Hehe if I opened my mail or a library book I'd be psyched to find a joint, but a bit weary to smoke it!
 

aeric

Active member
Veteran
Where'd all the upstarts go? Why don't we have anyone that brave or creative around anymore?
 

guineapig

Active member
Veteran
seriously where are the countercultural heroes? i think they all started internet companies......

also in my opinion there was soo many crimes against humanity perpetrated by the government including the assassination of JFK, RFK, MLK, numerous Black Panther murders, 2 million killed in Vietnam, Laos, Cambodia, Nixon's Watergate fiasco, etc....people just had enough of it and organized.....

so where are the brave and creative? who has the answer? i'll think about it sommore
 

mmm420socal

Active member
I.M. Boggled said:
Giving dope away can be a real mind-blower. Every dealer should submit to voluntary taxation by the new Nation. If you are a conscientious dealer, you should be willing and eager to give a good hunk of your stash away at special events or to groups into free distribution. You should also be able to give bread to bust trusts set up to bail out heads unable to get up the ransom money the whisky lush courts demand. Many groups have done huge mailings of joints to all sorts of people. A group in New York mailed 30,000 to people in the phone book on one Valentine's Day. A group in Los Angeles placed over 2,000 joints in library books and then advised kids to smoke a book during National Library Week. Be cool about even giving stuff away since that counts as dealing in most states...

:cool:


I tend to agree...if yer ballin, spread the love/karma.


m3
 

kurlyq2g

Member
Buying

In the purchasing of dope, arrests are not a problem unless you're the fall guy for a bust on the dealer. The major hazard is getting burned. Buy from a friend or a reputable dealer. If you have to do business with a stranger, be extra careful. Never front money. One of the burn artist's tricks is to take your money, tell you to wait and split with your dough. There are various side show gimmicks each burn artist works. The most common is to ask you to walk with them a few blocks and then stop in front of an apartment building. He then tells you the dope is upstairs and asks you to hand over the money in advance. He explains that his partner is the real uptight 'cause they were raided once and won't let anybody in the pad. He takes your dough and disappears inside the building. Out the back door or up to the roof and into his getaway helicopter. You are left on the sidewalk with anxious eyes and that "can this really be happening to me" feeling.
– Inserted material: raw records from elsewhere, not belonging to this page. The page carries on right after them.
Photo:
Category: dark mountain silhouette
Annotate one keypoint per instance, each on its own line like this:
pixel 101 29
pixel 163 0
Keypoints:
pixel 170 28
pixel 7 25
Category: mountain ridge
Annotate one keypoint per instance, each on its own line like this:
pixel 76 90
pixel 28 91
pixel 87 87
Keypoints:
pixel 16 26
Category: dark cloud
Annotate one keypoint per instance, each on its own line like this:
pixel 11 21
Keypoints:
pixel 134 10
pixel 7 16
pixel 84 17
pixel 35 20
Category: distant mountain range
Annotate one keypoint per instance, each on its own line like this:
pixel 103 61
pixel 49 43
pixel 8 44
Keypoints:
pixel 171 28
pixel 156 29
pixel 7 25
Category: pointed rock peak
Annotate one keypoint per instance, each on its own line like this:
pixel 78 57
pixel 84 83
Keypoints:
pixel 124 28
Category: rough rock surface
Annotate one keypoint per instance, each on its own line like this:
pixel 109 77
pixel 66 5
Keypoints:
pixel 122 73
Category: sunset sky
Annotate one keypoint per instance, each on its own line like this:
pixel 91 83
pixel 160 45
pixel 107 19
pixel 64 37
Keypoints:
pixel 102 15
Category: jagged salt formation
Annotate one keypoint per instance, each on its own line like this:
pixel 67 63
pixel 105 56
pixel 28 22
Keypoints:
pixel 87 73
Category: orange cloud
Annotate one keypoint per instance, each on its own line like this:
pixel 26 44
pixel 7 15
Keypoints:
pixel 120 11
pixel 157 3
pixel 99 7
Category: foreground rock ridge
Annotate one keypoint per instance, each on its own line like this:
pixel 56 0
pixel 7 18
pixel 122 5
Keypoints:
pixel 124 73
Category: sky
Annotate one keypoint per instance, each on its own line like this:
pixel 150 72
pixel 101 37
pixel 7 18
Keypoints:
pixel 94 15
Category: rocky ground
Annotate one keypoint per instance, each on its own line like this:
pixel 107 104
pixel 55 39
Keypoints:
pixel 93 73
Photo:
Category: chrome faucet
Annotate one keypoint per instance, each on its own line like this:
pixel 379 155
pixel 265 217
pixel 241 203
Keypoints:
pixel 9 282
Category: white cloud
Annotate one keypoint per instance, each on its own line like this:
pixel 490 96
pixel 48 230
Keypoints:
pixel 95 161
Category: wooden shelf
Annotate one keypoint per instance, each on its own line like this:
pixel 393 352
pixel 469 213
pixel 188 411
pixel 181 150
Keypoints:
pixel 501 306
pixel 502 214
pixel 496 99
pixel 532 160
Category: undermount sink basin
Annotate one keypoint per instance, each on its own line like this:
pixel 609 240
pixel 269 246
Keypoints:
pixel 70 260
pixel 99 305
I know when i want to burn someone for 50 bucks, i use my chopper.... :confused:
 

senseless

Active member
kurlyq2g said:
Buying

In the purchasing of dope, arrests are not a problem unless you're the fall guy for a bust on the dealer. The major hazard is getting burned. Buy from a friend or a reputable dealer. If you have to do business with a stranger, be extra careful. Never front money. One of the burn artist's tricks is to take your money, tell you to wait and split with your dough. There are various side show gimmicks each burn artist works. The most common is to ask you to walk with them a few blocks and then stop in front of an apartment building. He then tells you the dope is upstairs and asks you to hand over the money in advance. He explains that his partner is the real uptight 'cause they were raided once and won't let anybody in the pad. He takes your dough and disappears inside the building. Out the back door or up to the roof and into his getaway helicopter. You are left on the sidewalk with anxious eyes and that "can this really be happening to me" feeling.



I know when i want to burn someone for 50 bucks, i use my chopper.... :confused:


hahahha this shit is great.

nice find im boggled.
 

ogrefugee

Official Tree Taster
Veteran
lol, moldy weed that is out of this world...

poors readers,i hope no one took that to heart
 
G

Guest

Mouldy weed - I've heard that SOOO many times it really isn't funny. Scary even.